Pour ses soixante ans, Godzilla s’offre un retour sur grand écran, savamment orchestré sur internet depuis plusieurs mois. Pilotée par le jeune Gareth Edwards (Monsters), cette nouvelle version du monstre nippon (la trentième à ce jour) voudrait faire oublier le naufrage du Godzilla de Roland Emmerich, film catastrophe qui avait escamoté le sous-texte politique pour ne conserver de la créature que son appétence à la destruction. Fort d’une admiration sans borne pour les kaiju eiga (films de monstres japonais), le réalisateur britannique souhaite renouer avec les fondamentaux de la mythique bestiole. Vœux pieux condamnés à crouler sous les desiderata mercantiles des producteurs hollywoodiens ou relecture réussie et personnelle du King of the Monsters ? Le verdict est sans appel.
Made in Japan
Film mondialisé, Godzilla promène le public d’une grotte aux Philippines à une centrale nucléaire au Japon en passant par San Francisco et Las Vegas. Si le parcours géographique du monstre se révèle parfaitement limpide, les enjeux scénaristiques tardent à se découvrir. Durant une demi-heure, des éléments disparates en apparence se succèdent, composant un puzzle qui laisse songeur. Après la découverte d’un fossile gigantesque, on assiste impuissant à une catastrophe atomique dantesque.
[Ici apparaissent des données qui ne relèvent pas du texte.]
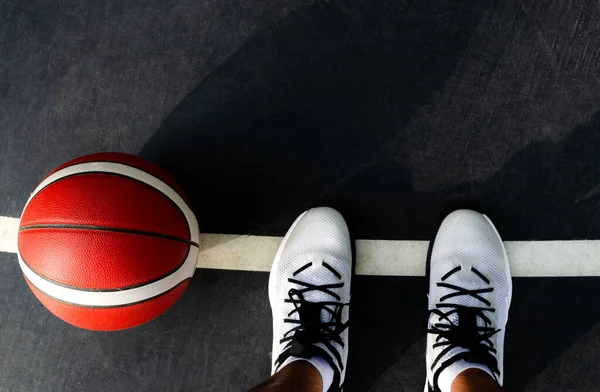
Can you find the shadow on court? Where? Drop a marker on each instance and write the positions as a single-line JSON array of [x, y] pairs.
[[313, 112]]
Joe Brody (Bryan Cranston), ingénieur américain travaillant dans le nucléaire au Japon, craint un grave séisme suite à l’enregistrement d’étranges ondes venant de la mer. Alors qu’il envoie sa femme (et collègue interprétée par Juliette Binoche) au cœur du réacteur pour vérifier si aucun dommage n’est à déplorer, une formidable explosion survient, réduisant à néant la centrale et la vie familiale de Joe. Quinze ans plus tard, le fils de Joe, le soldat Ford revient du front pour passer quelques semaines avec sa femme et son jeune garçon à San Francisco. Mais son répit est de courte durée. La police nippone vient d’arrêter son père dans la zone contaminée, obligeant Ford à se rendre sur place pour gérer Joe, considéré comme un incurable paranoïaque. Mais la vérité ne tarde pas à faire surface : l’ancienne centrale est devenue le lieu de confinement d’une effroyable créature. Problème : le monstre tant attendu n’est pas Godzilla.
Let them fight
À l’image des super sentaï (séries télévisuelles nippones où une équipe de héros s’écharpent avec un monstre géant à la fin de chaque épisode), le film d’Edwards renoue avec la tradition du combat épique entre diverses créatures géantes. Godzilla n’y joue pas le rôle de destructeur surpuissant. Au contraire, symbole de la force de la nature, il en est le défenseur, sorte de redresseur de torts. Cette relecture (déjà présente dans des versions antérieures) a de quoi surprendre, car elle prend le contre-pied des récentes réalisations de films de monstres (Cloverfield, Pacific Rim). Mais, au-delà de ces considérations scénaristiques (le premier atout du métrage), ce qui étonne réside dans la maîtrise absolue de la mise en scène de Gareth Edwards. Réalisateur d’un seul film à ce jour, il parvient à alterner des séquences d’affrontements immersives, brutales, primitives avec des purs moments de poésie comme lors du parachutage des militaires. Alors qu’ils sont lestés d’une fusée de détresse, leur chute libre dessine des veines sanglantes dans le ciel avant de disparaître dans le brouillard opaque qui recouvre la ville et les monstres. Comme Spielberg en son temps, Edwards ne dévoile que tardivement et brièvement le corps de son personnage (silhouette d’ailleurs plus proche du bipède initial que celle rampante choisie par Emmerich). Sa crête dorsale hérissée (comme l’aileron des Dents de la mer) découpe les flots pour mieux laisser les spectateurs imaginer le reste. Lorsque Godzilla se déplace sur terre, visible donc, il n’en est pas moins surdécoupé, un pied ici, un œil là. Au public de reconstituer le portrait diffracté du kaiju. Évacuant le caractère héroïque de Ford, sauveur attendu mais finalement inefficace, le metteur en scène concentre son énergie à filmer au ras du sol la progression de ses monstres antédiluviens, à hauteur d’homme en somme. Tout en renouvelant la franchise (et en lui restant fidèle à la fois), Edwards distille les peurs modernes (accidents nucléaires), injecte à son film des visions contemporaines de l’horreur (tsunami, nuage de poussière rappelant le 11-Septembre), rend hommage au cinéma de genre et propose une fin singulière d’une intelligence rarissime à Hollywood. Le verdict est effectivement sans appel : Godzilla est une brillante réussite.